Do you see any evidence of intermarriage between the groups in the Ottoman period?

In the 16th century there was an intense dispute between the halachic sages in the big population centres (Cairo, Safed, and Istanbul) over whether it was permitted to marry a Karaite spouse. It is important to emphasise that this took place in circumstances that were very different to the cases of intermarriage that we know of in the Fatimid and Ayyubid periods. In earlier periods there was a tolerant attitude and both sides were able to maintain their original religious identity. In the 16th century, most of those who allowed intermarriage demanded one important condition: the Karaite spouse had to accept the Rabbanite halacha. 

In the 17th and 18th centuries, testimonies of intermarriage disappear, so I assume that the phenomenon became very rare. During British rule in Egypt, however, the issue was reinvigorated, and we once again see sages addressing the legitimacy of these marriages.

What are some of the other issues discussed by the Karaite sages of the Ottoman period?

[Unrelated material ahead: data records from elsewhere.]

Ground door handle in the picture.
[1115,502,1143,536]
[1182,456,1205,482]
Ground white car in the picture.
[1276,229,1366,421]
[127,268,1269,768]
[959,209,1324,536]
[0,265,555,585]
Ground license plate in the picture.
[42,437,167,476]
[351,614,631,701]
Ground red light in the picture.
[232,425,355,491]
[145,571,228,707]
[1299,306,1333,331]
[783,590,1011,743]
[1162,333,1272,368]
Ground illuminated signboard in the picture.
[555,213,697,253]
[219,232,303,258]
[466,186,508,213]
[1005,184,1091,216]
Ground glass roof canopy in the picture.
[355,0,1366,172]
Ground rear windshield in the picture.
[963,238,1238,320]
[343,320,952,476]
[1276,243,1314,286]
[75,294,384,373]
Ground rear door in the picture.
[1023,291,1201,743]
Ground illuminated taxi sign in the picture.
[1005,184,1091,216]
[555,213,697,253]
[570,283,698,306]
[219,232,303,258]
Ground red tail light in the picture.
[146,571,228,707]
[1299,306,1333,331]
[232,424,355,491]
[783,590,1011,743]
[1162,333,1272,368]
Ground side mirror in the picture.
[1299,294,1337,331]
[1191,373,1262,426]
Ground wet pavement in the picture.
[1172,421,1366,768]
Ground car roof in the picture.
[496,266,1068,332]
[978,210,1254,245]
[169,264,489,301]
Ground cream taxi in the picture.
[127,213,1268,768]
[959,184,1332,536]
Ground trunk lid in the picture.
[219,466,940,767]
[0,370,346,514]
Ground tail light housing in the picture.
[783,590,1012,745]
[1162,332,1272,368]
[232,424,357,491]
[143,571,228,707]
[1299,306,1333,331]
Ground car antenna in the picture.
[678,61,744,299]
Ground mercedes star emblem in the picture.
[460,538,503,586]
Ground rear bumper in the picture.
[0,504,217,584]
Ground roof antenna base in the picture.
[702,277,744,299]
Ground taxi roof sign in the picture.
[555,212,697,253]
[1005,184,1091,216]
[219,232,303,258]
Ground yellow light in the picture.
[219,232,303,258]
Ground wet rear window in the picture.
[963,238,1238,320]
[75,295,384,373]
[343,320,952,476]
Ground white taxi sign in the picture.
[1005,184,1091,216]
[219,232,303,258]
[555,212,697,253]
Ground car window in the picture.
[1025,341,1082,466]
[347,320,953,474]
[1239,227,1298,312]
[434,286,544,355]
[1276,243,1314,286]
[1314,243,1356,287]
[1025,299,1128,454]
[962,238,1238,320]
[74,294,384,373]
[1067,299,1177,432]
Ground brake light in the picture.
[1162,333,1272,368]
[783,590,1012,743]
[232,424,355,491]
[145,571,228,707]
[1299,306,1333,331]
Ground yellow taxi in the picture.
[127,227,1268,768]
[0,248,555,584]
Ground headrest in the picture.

One of the prominent findings is the lack of dine mamonot (Jewish civil law). If you open a random volume of responsa from a Rabbanite sage in the Ottoman Empire, you would find many discussions of financial conflicts – debts, contracts, commercial partnerships, and more. There is no equivalent phenomenon among the Karaites of that period. It seems that financial conflicts between Karaites were resolved by the Sharia court, not by Karaite judges. There is, however, intense intellectual activity in fields like family law and dietary law (Kashrut). Issues of family laws are reflected in the corpus’ documents, for example in pre-nuptial agreements, conflicts between spouses, divorce deeds, and more. I have recently written an article that discusses the divorce rules that appear in these documents. We can see that women were worried by the “unbearable ease” of divorce and tried to add conditions to pre-nuptial agreements to limit the legitimate reasons for demanding divorce in the court, and to sanction a husband who demanded divorce for insufficiently acceptable reasons.

As a historian dealing with a period in time much closer to our own than the classical Genizah period, how does this affect your work? Are there certain things to keep in mind, for example, that there might be identifiable descendants of the people in the letters you’re reading?

Many people appear in the documents only with their private name and their father’s name, so it is hard to trace any descendants they might have had, but there are also family names, some of which are preserved among the Karaites to this day. For example, many people in documents from Damascus and Cairo carry the name Fayruz, which is known to this day (pronounced nowadays Firouz). My friend, Rabbi Dr Moshe Firouz, the chief Rabbi of the Karaites in Israel, helps me from time to time to clarify halachic questions in the light of the Karaite tradition. 

We'll end on that note of Karaite–Rabbanite cooperation! Thanks for your time, Dotan.